We've rounded up a handful of just-plain-interesting smart technologies that have the potential to redefine smart city living – some sooner, some later. Scroll down for a sneak peek.
On the road to electrically conductive concrete -- The idea of electrically conductive concrete, according to a story in the Txnologist, intrigues researchers around the world who are looking at how it could sense when infrastructure needs repair or perhaps create cyber-secure buildings. In Canada, where harsh winters are frequent, researchers are testing how new conductive concrete can be used to de-ice roadways, bridges and sidewalks, and even heat floors. The Building Envelope and Structure research group at the National Research Council of Canada (NRC) has patented the technology and proven it in small-scale applications, the Txnologist reports.
Making smart windows smarter still -- Researchers have been working on the concept of smart windows for some time now. But recently a team from the Berkeley National Lab created a new material – basically a thin coating of nanocrystals embedded in glass -- that can dynamically modify sunlight as it passes through a window. Unlike existing technologies, the lab says the coating provides selective control over visible light and heat-producing near-infrared light, so windows can maximize both energy savings and occupant comfort in a wide range of climates. “In the US, we spend about a quarter of our total energy on lighting, heating and cooling our buildings,” says Delia Milliron, a chemist at Berkeley Lab’s Molecular Foundry who led this research. “When used as a window coating, our new material can have a major impact on building energy efficiency.”
Food poisoning?

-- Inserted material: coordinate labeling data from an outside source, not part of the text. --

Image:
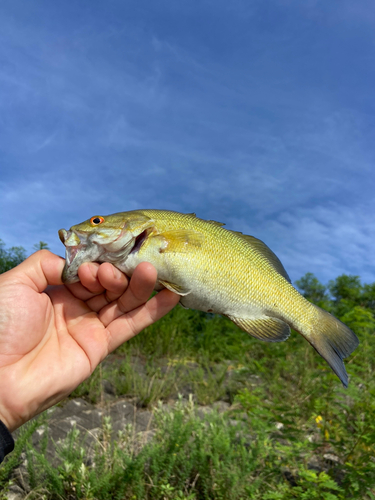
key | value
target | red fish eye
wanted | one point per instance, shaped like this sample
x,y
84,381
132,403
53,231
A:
x,y
96,220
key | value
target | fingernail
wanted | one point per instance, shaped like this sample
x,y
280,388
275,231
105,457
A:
x,y
116,273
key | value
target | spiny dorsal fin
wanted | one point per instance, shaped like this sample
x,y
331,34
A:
x,y
175,288
213,222
266,252
268,329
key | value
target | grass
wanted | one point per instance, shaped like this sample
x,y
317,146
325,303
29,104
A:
x,y
291,431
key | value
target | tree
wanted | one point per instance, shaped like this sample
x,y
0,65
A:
x,y
10,258
313,290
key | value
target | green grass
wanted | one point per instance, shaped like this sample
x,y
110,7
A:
x,y
289,416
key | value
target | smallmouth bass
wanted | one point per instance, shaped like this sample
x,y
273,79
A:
x,y
214,270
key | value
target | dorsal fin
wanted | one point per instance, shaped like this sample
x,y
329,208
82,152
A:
x,y
213,222
266,252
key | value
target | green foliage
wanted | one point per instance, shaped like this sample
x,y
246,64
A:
x,y
42,245
11,257
292,431
312,289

Twitter to the rescue -- We told you a while back about a data scientist who believes digging through the deluge of social media data could lead to safer cities. Now here's a report on how social media could lead to healthier cities. Digital Trends has a report on researchers at the University of Rochester who think Twitter can be used to reduce food poisoning. Here's why, as Digital Trends explains it: "The researchers came up with a system called nEmesis, which they describe as an end-to-end system that ‘listens’ for relevant public tweets, detects restaurant visits from geo-tagged Twitter messages, tracks user activity following a restaurant visit, infers the likelihood of the onset of foodborne illness from the text of user communication, and finally ranks restaurants via statistical analysis of the processed data.” The researchers scoured 3.8 million tweets from 94,000 Twitter users in the New York area and reportedly found 480 counts of food poisoning based on their tool. And as they point out, there are many other ways the tool could be used.

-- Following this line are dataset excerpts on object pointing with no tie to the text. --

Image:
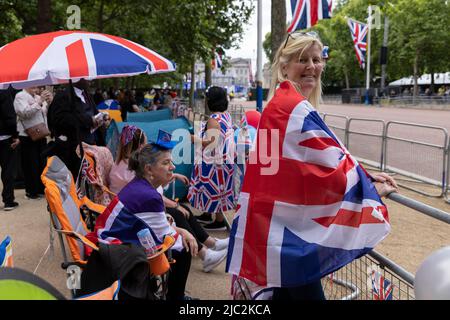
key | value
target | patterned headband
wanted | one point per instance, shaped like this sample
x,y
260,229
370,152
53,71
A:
x,y
127,134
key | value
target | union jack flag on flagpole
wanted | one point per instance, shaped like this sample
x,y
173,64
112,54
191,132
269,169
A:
x,y
359,37
382,288
306,13
315,214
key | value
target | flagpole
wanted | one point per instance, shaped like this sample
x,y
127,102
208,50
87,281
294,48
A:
x,y
369,26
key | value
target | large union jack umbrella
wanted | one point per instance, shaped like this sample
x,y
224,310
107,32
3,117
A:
x,y
57,57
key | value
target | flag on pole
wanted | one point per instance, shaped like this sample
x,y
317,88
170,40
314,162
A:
x,y
358,31
6,253
217,61
306,13
317,212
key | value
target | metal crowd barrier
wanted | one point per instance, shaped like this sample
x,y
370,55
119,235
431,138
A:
x,y
427,164
354,281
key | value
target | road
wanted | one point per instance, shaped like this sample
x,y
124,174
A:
x,y
420,159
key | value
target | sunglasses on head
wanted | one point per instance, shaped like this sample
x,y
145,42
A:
x,y
298,34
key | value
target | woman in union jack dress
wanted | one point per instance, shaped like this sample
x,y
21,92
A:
x,y
211,187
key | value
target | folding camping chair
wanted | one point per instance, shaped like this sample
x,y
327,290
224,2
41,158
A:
x,y
66,214
18,284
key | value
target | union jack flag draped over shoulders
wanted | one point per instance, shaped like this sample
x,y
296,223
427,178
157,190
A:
x,y
359,37
306,13
317,213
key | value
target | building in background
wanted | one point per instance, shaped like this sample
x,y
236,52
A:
x,y
267,75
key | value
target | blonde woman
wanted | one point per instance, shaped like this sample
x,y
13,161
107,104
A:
x,y
319,209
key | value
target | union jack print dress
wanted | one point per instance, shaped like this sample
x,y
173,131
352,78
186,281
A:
x,y
211,187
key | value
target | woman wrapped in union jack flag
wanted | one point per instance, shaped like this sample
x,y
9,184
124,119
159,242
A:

Getting down to the nitty gritty on energy usage -- Wonder exactly how much energy a microwave oven or big screen TV uses? Whether you left your refrigerator door open, or how much money can be saved by turning off a home computer while at work? A new research study by San Diego Gas & Electric (SDG&E) will test technology that can measure in-home electricity consumption down to the individual circuit and appliance level. Approximately 30-50 SDG&E customers living in the Civita master-planned development in Mission Valley will be selected to participate in the study. Civita is an SDG&E "Smart Community" project where smart grid technology is being integrated, including solar panels, electric vehicle charging stations, fuel cell generation, battery storage and enhanced energy management tools for residents. "This research will take smart grid technology to a new level by providing among the most detailed energy usage data to customers through technology that is not even on the market yet," said John Sowers, SDG&E VP for generation and resource planning. "Through the research study, SDG&E will learn how this in-depth data can help customers to make smarter energy decisions and save money."
You're wearing your smartphone now -- It used to seem like a pretty far-out concept, a smartphone you can wear like a wristwatch and use to check your email, surf the web or make a phone call. But Bloomberg is reporting that Samsung will release its Galaxy Gear wristwatch-like smartphone in early September, racing other manufacturers (Apple, for instance) to get a jumpstart on the multi-tasking wearable device market. Bloomberg sources say the Galaxy Gear will be powered by Google's Android operating system.